Q. I’m finding this current situation so hard because after years of fighting to survive we finally had the wind at our backs. People like our product, and we’ll get to break even next year. But with the recession, everyone has reduced budgets, and all of our goals and plans are now in flux. I understand this logically, but how do I deal with this emotionally?
—A frustrated founder
This is hard. I realize that it sucks, and it may take longer to get back to your original goals, but you will still be standing in a world where many others won’t. It’s okay to embrace the suckiness you feel about everything that wasn’t on the agenda. But not for long.
This is a reset. And the first thing you need to do is assess. We are living in a time where all expectations have been upended, but the consequences are not the same. What is your situation? Have things slowed down, or has your market evaporated temporarily, or even permanently? How fast can things recover?

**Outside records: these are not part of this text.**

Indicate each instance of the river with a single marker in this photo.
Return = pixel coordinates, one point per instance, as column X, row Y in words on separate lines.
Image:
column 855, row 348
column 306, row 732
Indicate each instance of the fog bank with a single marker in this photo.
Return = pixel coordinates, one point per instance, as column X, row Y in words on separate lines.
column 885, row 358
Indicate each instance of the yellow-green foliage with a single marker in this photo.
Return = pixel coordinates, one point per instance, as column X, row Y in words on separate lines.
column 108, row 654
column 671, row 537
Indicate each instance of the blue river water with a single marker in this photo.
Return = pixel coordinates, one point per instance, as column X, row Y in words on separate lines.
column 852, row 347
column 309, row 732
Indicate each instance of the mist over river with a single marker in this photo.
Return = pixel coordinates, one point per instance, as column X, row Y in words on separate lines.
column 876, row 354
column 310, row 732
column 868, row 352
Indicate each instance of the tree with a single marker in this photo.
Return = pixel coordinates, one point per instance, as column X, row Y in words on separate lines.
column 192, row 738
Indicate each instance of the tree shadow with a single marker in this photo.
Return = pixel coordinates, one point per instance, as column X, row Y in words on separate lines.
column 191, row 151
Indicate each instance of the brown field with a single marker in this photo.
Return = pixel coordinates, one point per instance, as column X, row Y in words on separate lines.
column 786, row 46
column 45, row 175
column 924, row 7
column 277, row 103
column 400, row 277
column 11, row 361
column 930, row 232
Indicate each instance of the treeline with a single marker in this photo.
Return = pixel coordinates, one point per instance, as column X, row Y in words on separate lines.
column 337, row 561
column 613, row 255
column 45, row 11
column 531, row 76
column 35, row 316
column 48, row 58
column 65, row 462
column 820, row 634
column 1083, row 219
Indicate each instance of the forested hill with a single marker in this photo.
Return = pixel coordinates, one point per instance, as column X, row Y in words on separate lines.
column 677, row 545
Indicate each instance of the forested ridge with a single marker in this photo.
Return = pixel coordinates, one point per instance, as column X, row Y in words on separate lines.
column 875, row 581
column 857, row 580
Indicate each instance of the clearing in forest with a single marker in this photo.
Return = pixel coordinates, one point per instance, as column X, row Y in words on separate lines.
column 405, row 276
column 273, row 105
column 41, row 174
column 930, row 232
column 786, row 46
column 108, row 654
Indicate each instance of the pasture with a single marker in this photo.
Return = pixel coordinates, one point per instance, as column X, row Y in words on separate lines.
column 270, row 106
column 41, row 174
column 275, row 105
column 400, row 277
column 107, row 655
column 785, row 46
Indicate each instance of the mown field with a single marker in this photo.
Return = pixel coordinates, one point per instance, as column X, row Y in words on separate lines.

I’ve seen great companies have to lay people off. Despite good leadership the product might not be something people still want, or the business model might not be something that will work in the post-coronavirus world. At the same time, other companies are seeing record highs as they happened to make something that is increasingly in demand. (Think software that manages shift schedules, remote working tools, or security.)
Like you, many have been rocked by the magnitude of the crisis. We now have to get over that and assess, communicate, and inspire.
- Look at what you are trying to achieve.
- Communicate with your employees, your board, your customers.
- There are opportunities that are emerging. What Salesforce is doing with its new offering Work.com, which helps businesses reopen their workplaces safely, is a great example.
- Ensure your company is stronger and better on a relative basis than before the pandemic. Ultimately, this is not just about surviving—it’s about coming out stronger.
This is a time of crisis. But the whole world is going through it at the same time. Everyone is grappling with the same things. You’ll figure it out. The scrappiness you used to get your company to where you are is the same scrappiness that will let you see opportunities in the new normal. Get on it!